Disruption of 5-HT_2A receptor/PDZ protein interactions produces antihyperalgesic effects in diabetic neuropathic rats. (a) Diabetic hyperalgesic rats were injected with either the TAT-2ASCV or the TAT-2ASCA peptide (30 ng/rat i.t., each) or vehicle (10 µl/rat i.t.).

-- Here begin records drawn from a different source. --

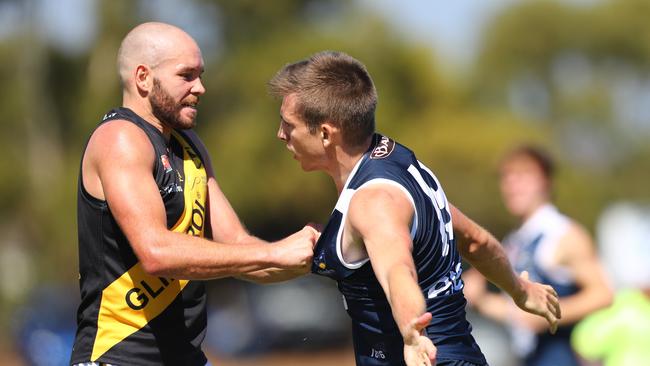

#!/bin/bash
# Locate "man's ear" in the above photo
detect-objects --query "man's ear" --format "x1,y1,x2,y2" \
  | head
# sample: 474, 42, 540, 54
319, 122, 341, 147
135, 64, 153, 94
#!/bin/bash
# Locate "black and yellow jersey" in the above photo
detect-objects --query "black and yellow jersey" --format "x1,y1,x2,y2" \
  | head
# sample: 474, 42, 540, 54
71, 108, 207, 365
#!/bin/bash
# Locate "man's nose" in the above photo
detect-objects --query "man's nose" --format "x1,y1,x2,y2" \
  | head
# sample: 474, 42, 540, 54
192, 78, 205, 95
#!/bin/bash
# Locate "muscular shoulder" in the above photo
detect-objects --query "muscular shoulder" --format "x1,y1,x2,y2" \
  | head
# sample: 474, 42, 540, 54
86, 120, 154, 164
348, 183, 414, 230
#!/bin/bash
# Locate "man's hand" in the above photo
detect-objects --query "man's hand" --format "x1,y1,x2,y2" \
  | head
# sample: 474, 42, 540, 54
512, 271, 562, 334
404, 313, 436, 366
273, 225, 320, 273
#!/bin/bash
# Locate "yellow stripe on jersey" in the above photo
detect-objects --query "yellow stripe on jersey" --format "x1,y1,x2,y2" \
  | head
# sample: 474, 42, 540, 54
91, 131, 207, 361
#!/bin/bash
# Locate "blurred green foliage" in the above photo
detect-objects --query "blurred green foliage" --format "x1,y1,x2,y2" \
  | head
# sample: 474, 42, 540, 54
0, 0, 650, 332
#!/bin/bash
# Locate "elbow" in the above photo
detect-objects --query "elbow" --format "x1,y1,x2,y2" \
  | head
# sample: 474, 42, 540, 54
134, 236, 170, 277
464, 228, 490, 259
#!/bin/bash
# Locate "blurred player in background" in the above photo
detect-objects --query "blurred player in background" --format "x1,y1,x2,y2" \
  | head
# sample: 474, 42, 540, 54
270, 52, 560, 366
465, 146, 612, 366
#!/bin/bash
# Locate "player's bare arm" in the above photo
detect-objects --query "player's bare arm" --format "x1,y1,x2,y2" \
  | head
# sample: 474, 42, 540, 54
512, 222, 613, 332
450, 204, 561, 333
345, 184, 436, 366
83, 121, 314, 279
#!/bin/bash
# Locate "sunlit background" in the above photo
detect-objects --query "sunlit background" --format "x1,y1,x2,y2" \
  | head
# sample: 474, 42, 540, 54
0, 0, 650, 366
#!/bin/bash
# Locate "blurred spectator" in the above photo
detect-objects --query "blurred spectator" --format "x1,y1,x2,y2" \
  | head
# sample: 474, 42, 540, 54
571, 204, 650, 366
465, 146, 611, 366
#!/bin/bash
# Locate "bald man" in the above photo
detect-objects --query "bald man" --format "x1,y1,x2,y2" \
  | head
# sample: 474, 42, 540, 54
71, 23, 318, 365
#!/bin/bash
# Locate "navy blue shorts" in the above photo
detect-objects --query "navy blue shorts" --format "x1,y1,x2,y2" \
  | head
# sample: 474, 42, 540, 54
352, 323, 487, 366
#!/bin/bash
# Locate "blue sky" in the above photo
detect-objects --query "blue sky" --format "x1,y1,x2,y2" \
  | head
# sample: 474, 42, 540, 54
6, 0, 598, 66
0, 0, 521, 63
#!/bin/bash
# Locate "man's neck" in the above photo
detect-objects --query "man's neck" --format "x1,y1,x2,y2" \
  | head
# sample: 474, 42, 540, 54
122, 95, 171, 141
327, 136, 372, 195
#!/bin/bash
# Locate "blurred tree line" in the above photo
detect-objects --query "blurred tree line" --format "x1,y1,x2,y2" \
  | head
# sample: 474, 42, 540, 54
0, 0, 650, 332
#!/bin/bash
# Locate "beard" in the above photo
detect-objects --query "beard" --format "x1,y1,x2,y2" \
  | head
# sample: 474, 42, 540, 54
149, 78, 198, 130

The vocalization thresholds to paw-pressure were measured up to 120 minutes after the injection. ^§§P < 0.01 and ^§§§P < 0.001, compared with values measured before the peptide/vehicle injection (time 0). (b) Diabetic rats were injected with the indicated doses of the TAT-2ASCV peptide or with the TAT-2ASCA peptide (30 ng/rat i.t.) or with M100907 (150 ng/rat i.t.) in the absence or presence of the TAT-2ASCV peptide (30 ng/rat, i.t.). Data, expressed as area under the time-course (0–60 minutes) curve (AUC) of vocalization threshold variations, are means ± SEM of values obtained in 6–12 rats. ***P < 0.01, versus vehicle. ^###P < 0.001 versus TAT-2ASCV (30 ng/rat)-treated group. (c) Diabetic rats were injected with SB242084 (150 ng/rat i.t.) in the absence or presence of the TAT-2ASCV peptide (30 ng/rat, i.t.). Data, expressed as in b, are means ± SEM of values obtained in six rats. ***P < 0.01, versus vehicle. (d) Inhibition of the antihyperalgesic effect of the TAT-2ASCV peptide (30 ng/rat i.t.) by bicuculline (Bicu, 3 µg/rat i.t.) in diabetic rats (n = 10–17). ***P < 0.001 versus vehicle. ^###P < 0.001 versus TAT-2ASCV-treated group; data are expressed as b. (e) Thirty minutes after injection, the TAT-2ASCV peptide (30 ng/rat i.t.) suppressed thermal hyperalgesia in diabetic rats, as shown by the increase in time duration spent on the plate set at 45 °C (n = 4–7 rats), see legend of Figure 1e. *P < 0.05, compared with values measured before the peptide/vehicle injection (time 0). i.t., intrathecal; VT, vocalization thresholds.